In a rare rejection of a president's demand for surveillance powers that many believe are in conflict with the Constitution, the House refused Tuesday night to extend sections of the PATRIOT Act that have been decried by civil libertarians.
The extension required a two-thirds vote. But the 277–148 tally fell seven votes short of the necessary number, as most House Democrats voted "no." The dissenters were joined by twenty-six Republicans, some of them veteran dissenters on constitutional issues, some of them Tea Party–tied newcomers.
The vote was a blow to President Obama, who had asked Congress to extend the PATRIOT Act's surveillance authorities—which are due to expire February 28—for three years.
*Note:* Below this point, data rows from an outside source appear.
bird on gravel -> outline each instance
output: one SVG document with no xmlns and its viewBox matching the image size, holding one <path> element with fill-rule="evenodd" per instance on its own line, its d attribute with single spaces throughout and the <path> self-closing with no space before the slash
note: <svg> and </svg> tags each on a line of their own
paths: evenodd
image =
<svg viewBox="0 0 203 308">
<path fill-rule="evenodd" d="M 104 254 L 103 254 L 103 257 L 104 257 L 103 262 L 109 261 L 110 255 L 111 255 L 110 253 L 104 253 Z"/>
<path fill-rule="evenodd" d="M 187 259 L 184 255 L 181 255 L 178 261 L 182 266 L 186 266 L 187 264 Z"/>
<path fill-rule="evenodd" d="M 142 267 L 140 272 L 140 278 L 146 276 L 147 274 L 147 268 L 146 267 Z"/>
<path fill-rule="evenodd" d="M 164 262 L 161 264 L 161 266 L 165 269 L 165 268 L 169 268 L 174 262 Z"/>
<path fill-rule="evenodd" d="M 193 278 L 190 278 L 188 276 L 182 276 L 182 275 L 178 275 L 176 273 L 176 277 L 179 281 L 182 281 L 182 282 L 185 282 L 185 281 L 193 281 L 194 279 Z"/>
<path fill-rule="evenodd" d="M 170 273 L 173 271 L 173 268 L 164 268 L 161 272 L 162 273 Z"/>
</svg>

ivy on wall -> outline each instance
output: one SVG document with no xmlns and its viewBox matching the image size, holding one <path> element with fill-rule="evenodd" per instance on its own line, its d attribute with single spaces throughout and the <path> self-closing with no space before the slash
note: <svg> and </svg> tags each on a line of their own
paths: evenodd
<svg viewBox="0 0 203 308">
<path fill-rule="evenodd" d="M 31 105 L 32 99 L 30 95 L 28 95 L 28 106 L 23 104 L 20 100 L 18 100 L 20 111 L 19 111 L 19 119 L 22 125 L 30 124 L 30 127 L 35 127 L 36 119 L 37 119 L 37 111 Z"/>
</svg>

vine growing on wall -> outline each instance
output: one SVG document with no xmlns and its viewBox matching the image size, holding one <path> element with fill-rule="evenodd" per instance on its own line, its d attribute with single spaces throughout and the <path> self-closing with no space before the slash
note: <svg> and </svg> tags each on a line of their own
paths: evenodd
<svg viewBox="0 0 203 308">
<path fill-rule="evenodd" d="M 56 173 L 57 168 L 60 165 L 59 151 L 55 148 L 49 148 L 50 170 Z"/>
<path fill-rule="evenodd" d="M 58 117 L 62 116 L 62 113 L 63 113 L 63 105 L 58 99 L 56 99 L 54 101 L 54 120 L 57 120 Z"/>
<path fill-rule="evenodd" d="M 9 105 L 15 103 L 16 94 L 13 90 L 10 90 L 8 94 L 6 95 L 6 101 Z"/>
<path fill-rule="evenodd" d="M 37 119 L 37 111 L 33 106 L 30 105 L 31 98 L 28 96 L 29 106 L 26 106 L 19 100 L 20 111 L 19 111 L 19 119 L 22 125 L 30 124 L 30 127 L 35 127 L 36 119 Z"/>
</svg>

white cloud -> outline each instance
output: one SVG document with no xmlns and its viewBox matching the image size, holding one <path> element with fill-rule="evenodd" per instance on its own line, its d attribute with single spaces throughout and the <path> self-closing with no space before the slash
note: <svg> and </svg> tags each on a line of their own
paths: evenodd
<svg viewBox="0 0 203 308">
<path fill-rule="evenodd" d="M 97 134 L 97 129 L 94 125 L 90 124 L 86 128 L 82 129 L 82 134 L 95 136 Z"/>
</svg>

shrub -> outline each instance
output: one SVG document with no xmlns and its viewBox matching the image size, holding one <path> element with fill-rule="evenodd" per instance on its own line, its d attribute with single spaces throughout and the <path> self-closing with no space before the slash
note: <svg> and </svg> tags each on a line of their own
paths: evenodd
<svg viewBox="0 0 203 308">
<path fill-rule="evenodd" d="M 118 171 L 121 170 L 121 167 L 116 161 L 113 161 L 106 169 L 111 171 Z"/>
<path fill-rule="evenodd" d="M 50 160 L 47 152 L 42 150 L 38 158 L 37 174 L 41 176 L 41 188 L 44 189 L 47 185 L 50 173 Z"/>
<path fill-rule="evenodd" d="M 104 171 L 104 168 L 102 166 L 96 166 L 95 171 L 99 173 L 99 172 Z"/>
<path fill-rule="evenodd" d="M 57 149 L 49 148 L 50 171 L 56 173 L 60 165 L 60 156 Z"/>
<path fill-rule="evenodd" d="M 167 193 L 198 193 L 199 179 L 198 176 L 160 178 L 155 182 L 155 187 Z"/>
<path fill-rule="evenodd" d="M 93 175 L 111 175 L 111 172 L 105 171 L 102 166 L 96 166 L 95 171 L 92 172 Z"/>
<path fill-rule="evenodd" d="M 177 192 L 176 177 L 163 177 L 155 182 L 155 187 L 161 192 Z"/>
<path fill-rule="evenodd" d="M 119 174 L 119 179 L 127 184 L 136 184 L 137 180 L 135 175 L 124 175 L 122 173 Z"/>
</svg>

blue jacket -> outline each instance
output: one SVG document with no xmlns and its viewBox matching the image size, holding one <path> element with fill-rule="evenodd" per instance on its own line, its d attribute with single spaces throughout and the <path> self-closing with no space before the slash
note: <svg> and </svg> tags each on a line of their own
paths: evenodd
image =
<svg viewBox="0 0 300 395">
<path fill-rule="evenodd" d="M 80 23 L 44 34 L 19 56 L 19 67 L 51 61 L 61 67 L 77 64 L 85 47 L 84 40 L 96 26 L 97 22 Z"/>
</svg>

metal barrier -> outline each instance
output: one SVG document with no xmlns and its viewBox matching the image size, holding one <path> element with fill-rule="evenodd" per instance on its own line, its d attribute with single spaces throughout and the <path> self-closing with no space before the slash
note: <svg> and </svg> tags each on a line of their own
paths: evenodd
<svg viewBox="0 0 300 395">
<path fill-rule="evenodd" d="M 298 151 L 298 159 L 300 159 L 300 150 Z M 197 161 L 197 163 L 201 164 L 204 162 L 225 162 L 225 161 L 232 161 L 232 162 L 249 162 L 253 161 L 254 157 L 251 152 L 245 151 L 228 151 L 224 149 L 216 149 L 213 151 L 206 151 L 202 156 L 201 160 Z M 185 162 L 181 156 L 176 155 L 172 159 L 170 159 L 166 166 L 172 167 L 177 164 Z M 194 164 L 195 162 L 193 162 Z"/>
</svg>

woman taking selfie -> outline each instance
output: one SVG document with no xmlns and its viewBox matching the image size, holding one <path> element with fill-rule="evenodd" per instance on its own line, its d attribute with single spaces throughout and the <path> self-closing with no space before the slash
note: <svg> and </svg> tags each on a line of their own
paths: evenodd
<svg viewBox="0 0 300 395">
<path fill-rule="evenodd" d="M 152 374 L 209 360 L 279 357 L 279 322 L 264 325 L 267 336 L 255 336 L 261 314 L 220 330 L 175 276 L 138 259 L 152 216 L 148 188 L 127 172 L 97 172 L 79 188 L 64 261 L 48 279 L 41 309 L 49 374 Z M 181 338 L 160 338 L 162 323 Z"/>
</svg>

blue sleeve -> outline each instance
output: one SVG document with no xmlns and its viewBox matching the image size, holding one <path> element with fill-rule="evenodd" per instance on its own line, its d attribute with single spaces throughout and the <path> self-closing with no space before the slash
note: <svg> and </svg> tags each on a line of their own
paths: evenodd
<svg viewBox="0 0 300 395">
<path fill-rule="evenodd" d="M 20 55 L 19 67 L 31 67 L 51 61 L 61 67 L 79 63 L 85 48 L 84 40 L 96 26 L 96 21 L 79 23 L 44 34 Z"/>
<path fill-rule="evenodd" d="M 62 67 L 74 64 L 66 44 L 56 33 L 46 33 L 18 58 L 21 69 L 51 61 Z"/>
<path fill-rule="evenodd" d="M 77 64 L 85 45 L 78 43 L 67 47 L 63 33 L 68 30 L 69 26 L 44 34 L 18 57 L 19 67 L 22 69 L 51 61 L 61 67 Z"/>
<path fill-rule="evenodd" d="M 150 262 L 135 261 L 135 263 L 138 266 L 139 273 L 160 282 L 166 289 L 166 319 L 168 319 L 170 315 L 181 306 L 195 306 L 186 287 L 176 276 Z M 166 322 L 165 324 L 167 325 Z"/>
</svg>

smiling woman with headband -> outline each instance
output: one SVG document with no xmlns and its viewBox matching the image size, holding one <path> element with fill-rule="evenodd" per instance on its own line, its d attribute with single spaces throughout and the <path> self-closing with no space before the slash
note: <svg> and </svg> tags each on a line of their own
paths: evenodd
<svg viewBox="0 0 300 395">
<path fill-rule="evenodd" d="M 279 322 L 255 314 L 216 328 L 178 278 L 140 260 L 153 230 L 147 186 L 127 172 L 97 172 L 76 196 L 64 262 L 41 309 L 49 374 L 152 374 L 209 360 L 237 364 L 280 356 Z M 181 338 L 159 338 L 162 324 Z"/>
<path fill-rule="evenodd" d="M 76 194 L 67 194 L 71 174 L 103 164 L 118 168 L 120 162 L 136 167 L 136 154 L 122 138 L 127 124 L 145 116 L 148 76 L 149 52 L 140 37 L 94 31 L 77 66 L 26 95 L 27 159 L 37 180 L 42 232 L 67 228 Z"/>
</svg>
House Republican leaders weren't willing to go that far in removing meaningful Congressional checks and balances on the surveillance authorities that both the Bush and Obama administrations have used to conduct “roving surveillance” of communications, to collect and examine business recordsand to target individuals who are not tied to terrorist groups for surveillance. But they did propose a one-year extension of the authorities.
Most House Republicans—including supposed defenders of the Constitution such as Michigan Congresswoman Michele Bachmann—went along with their leadership. In so doing, they failed to address fundamental concerns, raised by conservatives and liberals, about Patriot Act abuses of the very Constitution that theyread aloud at the opening of the current Congress.
But House Minority Leader Nancy Pelosi, D-California, led the vast majority of House Democrats in opposing any extension. In all, 122 Democrats—roughly two-thirds of the party's House caucus—voted "no" to extending surveillance authorities that the American Civil Liberties Union warns "give the government sweeping authority to spy on individuals inside the United States and, in some cases, without any suspicion of wrongdoing. All three should be allowed to expire if they are not amended to include privacy protections to protect personal information from government overreach."
Joining the Democrats in voting "no" were 26 Republicans, including Texas Congressman Ron Paul and a number of other senior Republicans with records of breaking with their party on civil liberties issues, such as Tennessee's John Duncan Jr. and South Carolina's Walter Jones Jr. Joining them were several new members of the GOP caucus, such as Illinois Congressman Randy Hultgren and Michigan Congressman Justin Amash.
The vote came Tuesday evening after a heated floor debate, which saw Congressman Dennis Kucinich, D-Ohio, call on members of both parties to obey their oaths to defend the Constitution.
"The PATRIOT Act is a destructive undermining of the Constitution," Kucinich told the House. "How about today we take a stand for the Constitution to say that all Americans should be free from unreasonable search and seizure, and to make certain that the attempt to reauthorize the Patriot Act is beat down."
Against the lobbying of the Obama administration and the determined efforts of House GOP leaders—who kept what was supposed to be a fifteen-minute discussion open for twenty-five minutes as they tried to corral the needed seven votes—Kucinich's argument carried the day.
“The defeat of the reauthorization of the PATRIOT Act, under the suspension of the rules, signals the potential for a new coalition. Twenty-six Republicans joined one hundred and twenty-two Democrats to block passage, forcing a new debate on these critical questions of privacy and civil liberties," Kucinich said Tuesday night.
"It was thought that reauthorization would be non-controversial, which is why it was placed under a suspension of the rules, but the fact that it failed to get the two-thirds vote required indicates that it is controversial. This is a surprising development and it will lead to more debate about the PATRIOT Act. I credit Conservative Republicans, Libertarians and members of the Tea Party for standing by their beliefs and thank my fellow Democrats for providing one of the first major challenges to the PATRIOT Act," Kucinich explained. “It is expected that the bill will be brought up again, but the opposition has now surfaced. I look forward to working with this new coalition to continue to rally support to defeat the PATRIOT Act."
ACLU leaders, celebrating a rare victory in the long fight against the PATRIOT Act, shared Kucinich's excitement about the prospects for blocking—or, at the very least, radically reforming—the measure.
“The House should be commended for refusing to rubberstamp the continuation of these provisions," declared Laura Murphy, director of the ACLU's Washington Legislative Office. "For the nearly 10 years it has been law, the over-reaching Patriot Act has been abused by law enforcement to violate innocent Americans’ privacy. We urge both the House and the Senate to keep up this momentum and continue to fight the extension of these provisions that put Americans’ privacy at risk.”